シェア型書店は、本棚を借りた人(棚主)がそれぞれのおすすめの本、自分で作った本などを販売する新しい書店の形態。ほんまるでは古書の販売はもちろん、新書の販売(ほんまるからの仕入れ)も可能。店内には全部で364棚があり、月額費用は4850円から。法人契約もできる。
①月額費用のみで自分の書店を持つことができる②出版取次への保証や行政への届出などは必要なく、売りたい本があればスタートできる③書店経営の経験を積み、将来の独立に生かすことができる──ことをメリットにあげている。
オープニングセレモニーで、今村氏は「出版不況と長らく言われているなか、全国の市区町村のうち書店ゼロの自治体が、このままだと半分になってしまうのではないか」と危惧。「このシェア型書店がそれを救うかたちになる可能性があるのではないか。そう思ったのがちょうど1年前ぐらい」と明かした。

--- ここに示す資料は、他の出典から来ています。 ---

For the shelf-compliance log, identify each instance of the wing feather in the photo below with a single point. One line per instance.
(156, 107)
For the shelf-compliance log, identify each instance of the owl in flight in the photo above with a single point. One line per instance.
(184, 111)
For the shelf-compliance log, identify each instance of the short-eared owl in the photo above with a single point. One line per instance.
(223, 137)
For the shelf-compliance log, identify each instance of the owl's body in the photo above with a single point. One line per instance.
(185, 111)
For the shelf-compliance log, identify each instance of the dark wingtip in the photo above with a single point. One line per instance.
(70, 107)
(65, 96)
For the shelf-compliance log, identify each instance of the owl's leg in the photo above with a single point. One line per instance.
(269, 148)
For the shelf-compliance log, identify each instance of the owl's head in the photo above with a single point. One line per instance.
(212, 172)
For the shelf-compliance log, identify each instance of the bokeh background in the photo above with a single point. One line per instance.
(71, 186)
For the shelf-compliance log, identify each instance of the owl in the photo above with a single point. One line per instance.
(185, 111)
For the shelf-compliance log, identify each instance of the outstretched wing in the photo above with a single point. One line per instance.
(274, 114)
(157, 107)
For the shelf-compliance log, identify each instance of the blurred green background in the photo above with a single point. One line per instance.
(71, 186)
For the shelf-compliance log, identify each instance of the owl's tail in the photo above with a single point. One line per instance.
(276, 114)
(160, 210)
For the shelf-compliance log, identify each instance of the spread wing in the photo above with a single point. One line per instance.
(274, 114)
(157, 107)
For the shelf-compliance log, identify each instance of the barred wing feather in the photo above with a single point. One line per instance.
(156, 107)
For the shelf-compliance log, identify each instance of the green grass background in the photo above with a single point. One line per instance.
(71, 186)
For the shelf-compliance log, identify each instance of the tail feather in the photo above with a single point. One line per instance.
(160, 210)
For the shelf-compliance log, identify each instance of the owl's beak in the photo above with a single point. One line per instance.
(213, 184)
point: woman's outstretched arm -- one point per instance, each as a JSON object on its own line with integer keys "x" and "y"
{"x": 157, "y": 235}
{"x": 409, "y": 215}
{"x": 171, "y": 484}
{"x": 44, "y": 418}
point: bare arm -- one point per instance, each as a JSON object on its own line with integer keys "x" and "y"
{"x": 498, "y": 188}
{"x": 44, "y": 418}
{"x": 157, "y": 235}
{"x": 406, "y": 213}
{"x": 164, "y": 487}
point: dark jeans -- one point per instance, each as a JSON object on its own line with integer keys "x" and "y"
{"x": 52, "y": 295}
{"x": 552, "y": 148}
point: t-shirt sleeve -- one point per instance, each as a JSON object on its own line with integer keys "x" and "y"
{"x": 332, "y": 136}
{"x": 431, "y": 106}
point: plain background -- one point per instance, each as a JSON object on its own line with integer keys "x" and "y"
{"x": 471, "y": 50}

そのうえで、「私は歴史作家なので言うが、歴史が変わる瞬間は関わっている当人たちは意外と気がつかないもの。私たちは(歴史が変わるような)そんなに大きなものではないかもしれないが、このシェア型書店を出版業界をあきらめない反撃の『本丸』にしたいという思いから、本の聖地である神保町で始めた」と語った。
また、「出版や本は『オワコン』だとよく言われるが、助けてくれるファンが多い業界でもある。彼らの力を結集して、本でつなぐ一つの『まる』にしたい。今日を出版の灯を絶やさないための歴史の1ページにしたい」と訴えた。
続いて、「ほんまる」のクリエイティブディレクターを務める佐藤可士和氏(SAMURAI代表)もあいさつ。「私は産経新聞で書評欄を持っていたが、そこで今村さんが書いた本を紹介したことが縁で、今回の話につながっていった。私も本が大好きだし、書店に思い入れもある。私のクリエイティブな仕事が書店の役に立てるのであればと考え、一緒にやることを決めた」と経緯を説明。
そして、「やると決まってからは、店の名前からデザイン、システムまで詰めてやってきた。イメージ通りの書店ができたが、一つ一つの本棚に皆さんの思い思いの本が並ぶと、想像を超えた熱量、本に対する愛のパワーを感じることができる場所になった。まだ1店舗目だが、ここをきっかけに出版業界が良い方向に変わっていくきっかけになればうれしい」と期待した。
テープカットには、個人の棚主や同じく棚主である新生紙パルプ商事、集英社、光和コンピューターの関係者も参加した。